Başından itibaren büyük Turan ailesinin temelinin Türkiye ve Azerbaycan üzerinden kurulacağına inananlardandım.
Erdoğan şimdi ki Türkiye profilini inşa etmeseydi, ikide bir darbe, ayaklanma, yasaklar, engeller sonuç verseydi, sizce şimdi hakkında konuştuğumuz Türkiye olur muydu?
Abartısız şekilde "olmazdı" diyebiliyorum!
Şimdi dünya farklı bir noktaya eviriliyor. Hesaplaşmalar ve savaşlar, yeni küresel sistemin kurgusu için olduğu açıktır.
"Yeni ittifaklar doğacak" şeklinde yazdığımda, katılmayan akademisyenlerin teorik nedenleri olabilirdi. Ama sahadaki gerçeklerin teoriler ile örtüşmediği doğrudur!
İmkânlar ile iddialar örtüşmediğinde, söyledikleriniz hayal olabilir. Ama konjonktürü oluşturabilmek veyahut mevcut konjonktürü doğru kullanabildiğinizde ise, "hayal" denilen her konu, "gerçek" olabiliyor.
Bunun açık ispatını, Türkiye'nin savunma sanayisindeki geldiği nokta ile bulabilirsiniz.
En önemli durum ise; Erdoğan politikalarıyla, Türkiye'nin yakaladığı durumla, Aliyev'in projeksiyonuyla, Azerbaycan'ın yakalayabildiği durum, mütenasip oldu.
Yani iki devletin başkanları ile birlikte kurgulayabildiği konjonktür, dünyadaki mevcut konjonktüre paralel geliştirildi.
Erdoğan ve Aliyev tandemi
Türkiye-Azerbaycan tandemi için yolları kolaylaştırdı, zemin oluşturdu ve gelecek inşası için hedefler belirleyebildi.
Demek ki, her defasında yazılarımda üzerinde durduğum "Tarihte liderlerin rolü inkâr edilemez" tezi, her defasında güncelleniyor ve hakikat olduğunu teyit etmiş oluyor.
Yeni dünya siyasetinde, artık yeni ittifaklardan bahsediyoruz.
Uzun yıllardır bu ittifaklardan birinin de Türk-İslam dünyası olacağını savunuyorum.
Ciddi sorunlar vardır.
İslam ülkelerinde de önüne geçmede zorluk yaşadığımız durumlar da söz konusudur.

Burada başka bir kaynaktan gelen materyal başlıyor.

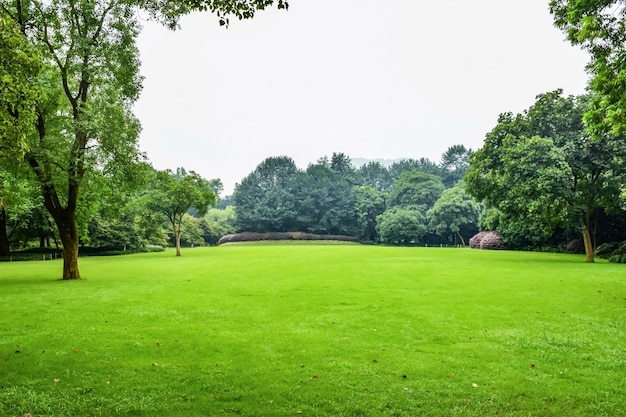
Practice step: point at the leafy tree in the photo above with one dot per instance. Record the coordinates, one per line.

Sadece Filistin meselesinde İslam coğrafyasının acizliği, bize liderlerin neleri yapıp neleri yapamadıklarına dair işaretleri açıktan verebiliyor!
Erdoğan ve Aliyev aynı motivasyon ile "Türk dünyası bizim ailemizdir" diyor. Burada bir ahenk vardır. Birbirini tamamlama ve bu cazibe merkezinin yeni misyonu vardır.

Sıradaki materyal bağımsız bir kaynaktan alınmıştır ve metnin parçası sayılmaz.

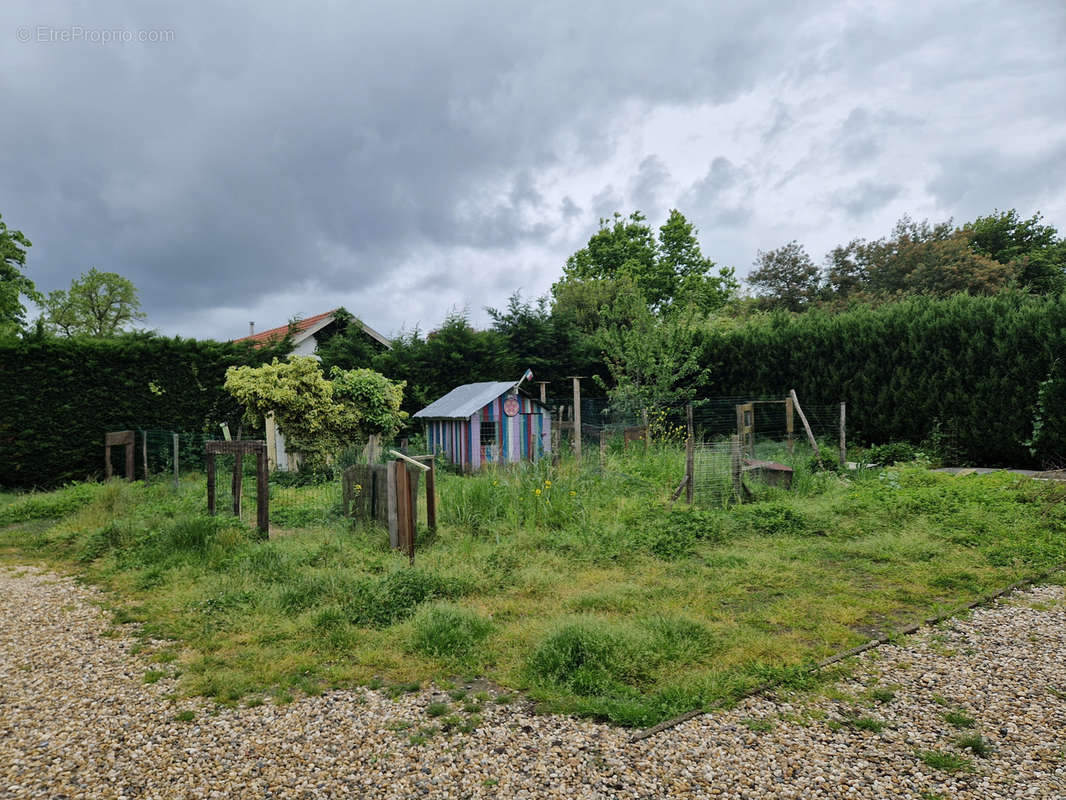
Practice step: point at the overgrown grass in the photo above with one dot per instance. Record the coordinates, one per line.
(578, 585)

Orta Asya'daki Türk devletlerinden aynı yüksek sesleri, şimdi duymamak garip gelebilir. Ama ben bu konuda Başkan Aliyev'in tanımlamasına katılıyorum.
"Orta Asya'daki kardeşler yavaş yavaş bize yaklaşacaktır." Azerbaycan'ın, Orta Asya'daki devletlerden bu konuda daha fazla yol yürüdüğü açıktır.
Ayrıca toplum ve devlet ilişkileri konusunda da Azerbaycan birçok sorunlarını aşmak için çaba harcıyor. Tabii her devletin kendi dengeleri vardır.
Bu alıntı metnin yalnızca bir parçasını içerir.